Me desperté en una cama que no conocía. Miré a mi alrededor y estaba algo oscuro, sólo estaba un poco iluminado por la luna llena que entraba por una gran ventana. Me levanté y miré por la ventana. Estaba en lo más alto de un edificio, en el centro de la ciudad donde estaban los pisos más caros. Me miré abajo y vi que llevaba una camisa de hombre que me llegaba por los muslos.

-¿Dónde estoy? ¿Y por qué llevo una camisa de hombre?- pensé.

Encendí la luz del dormitorio y busqué mi ropa, la encontré en un sillón cerca del ventanal. Me estaba quitando la camisa cuando la olí, olía a una colonia de un hombre en particular. Era el olor del señor Lombardi hijo.

Me vestí y salí del dormitorio. Estaba buscando la salida cuando oí la voz del señor Lombardi detrás de mí. Me detuve en seco y me giré sobre mis talones.

-Señorita DeLuca.- dijo el señor Lombardi.

-Se...señor.- tartamudeé.

-¿A dónde va con tanta prisa?- preguntó con una sonrisa torcida. El muy maldito se estaba divirtiendo por mi incomodidad.

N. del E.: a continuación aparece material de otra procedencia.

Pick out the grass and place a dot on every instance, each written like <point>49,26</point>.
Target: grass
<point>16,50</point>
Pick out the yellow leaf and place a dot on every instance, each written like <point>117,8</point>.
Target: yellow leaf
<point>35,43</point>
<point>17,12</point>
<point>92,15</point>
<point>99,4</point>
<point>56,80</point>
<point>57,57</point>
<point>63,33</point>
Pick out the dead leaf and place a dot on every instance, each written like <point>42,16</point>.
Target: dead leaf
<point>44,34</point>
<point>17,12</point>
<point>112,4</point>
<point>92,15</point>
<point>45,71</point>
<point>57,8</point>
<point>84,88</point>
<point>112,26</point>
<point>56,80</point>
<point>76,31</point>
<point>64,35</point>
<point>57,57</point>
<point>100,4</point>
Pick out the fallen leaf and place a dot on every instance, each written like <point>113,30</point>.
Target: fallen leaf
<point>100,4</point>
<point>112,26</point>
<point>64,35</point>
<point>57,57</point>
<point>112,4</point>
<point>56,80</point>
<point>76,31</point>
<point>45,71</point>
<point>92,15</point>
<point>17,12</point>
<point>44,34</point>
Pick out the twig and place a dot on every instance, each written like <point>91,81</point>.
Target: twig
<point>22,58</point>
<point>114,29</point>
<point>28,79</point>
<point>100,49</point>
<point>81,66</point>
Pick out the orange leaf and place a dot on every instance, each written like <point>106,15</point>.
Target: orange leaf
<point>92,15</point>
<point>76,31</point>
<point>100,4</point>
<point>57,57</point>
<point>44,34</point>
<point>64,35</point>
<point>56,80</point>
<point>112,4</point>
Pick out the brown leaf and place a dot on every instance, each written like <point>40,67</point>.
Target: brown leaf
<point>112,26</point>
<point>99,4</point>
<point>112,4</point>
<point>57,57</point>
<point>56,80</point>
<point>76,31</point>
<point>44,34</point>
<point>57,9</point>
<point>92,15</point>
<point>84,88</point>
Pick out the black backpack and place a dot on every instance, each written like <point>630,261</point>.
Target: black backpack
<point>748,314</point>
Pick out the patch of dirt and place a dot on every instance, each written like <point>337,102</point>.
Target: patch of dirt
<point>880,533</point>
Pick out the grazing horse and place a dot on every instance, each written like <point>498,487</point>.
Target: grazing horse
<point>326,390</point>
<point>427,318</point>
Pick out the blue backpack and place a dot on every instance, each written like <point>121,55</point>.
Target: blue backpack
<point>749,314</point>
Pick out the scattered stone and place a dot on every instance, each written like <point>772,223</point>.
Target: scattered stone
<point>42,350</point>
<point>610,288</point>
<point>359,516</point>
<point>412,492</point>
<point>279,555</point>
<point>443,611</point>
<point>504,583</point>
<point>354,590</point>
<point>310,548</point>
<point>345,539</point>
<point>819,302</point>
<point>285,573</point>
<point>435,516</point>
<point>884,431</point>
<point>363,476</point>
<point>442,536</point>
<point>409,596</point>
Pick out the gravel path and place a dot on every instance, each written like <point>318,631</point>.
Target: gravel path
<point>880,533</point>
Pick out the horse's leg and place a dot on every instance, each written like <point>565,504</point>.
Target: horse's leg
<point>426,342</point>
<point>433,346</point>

-P...pu...pues...- empecé a decir. Se rió.

Era la primera vez que lo veía reír y era la sonrisa más bonita que había visto nunca. Me sonrojé.

-Vamos, la llevaré a su casa.- dijo.

-Tengo que ir a buscar mi coche en la oficina.- dije.

-Entonces la llevaré a la oficina.- dijo el señor Lombardi.

Me pasó una mano en mi espalda baja y me puse nerviosa. Me guió hasta la puerta y subimos al Porsche pero esta vez condujo él mismo. Una vez en el coche, me atreví a preguntar.

-¿Cómo llegué a su casa?- pregunté nerviosa.

-Se durmió en el coche y no quise despertarla para que me diera la dirección de su casa.- contestó.

-¿Y por qué no llevaba mi ropa?- pregunté.

-Quería que durmiera cómoda y le pedí a mi ama de llaves que la cambiara de ropa.- contestó. No dije nada porque ya habíamos llegado al edificio, me dejó al lado de mi coche. -Tómese el día libre mañana, no pensé que se tomaría en serio lo de trabajar después de pasar el día con tu amiga de la universidad.- dijo él. Abrí los ojos cómo platos.

-¿Lo sabía?- pregunté sorprendida.

-Pues claro, vi su reacción cuando la vio.- dijo sonriendo.

Me bajé del coche negando con la cabeza y me fui a mi casa con el mío.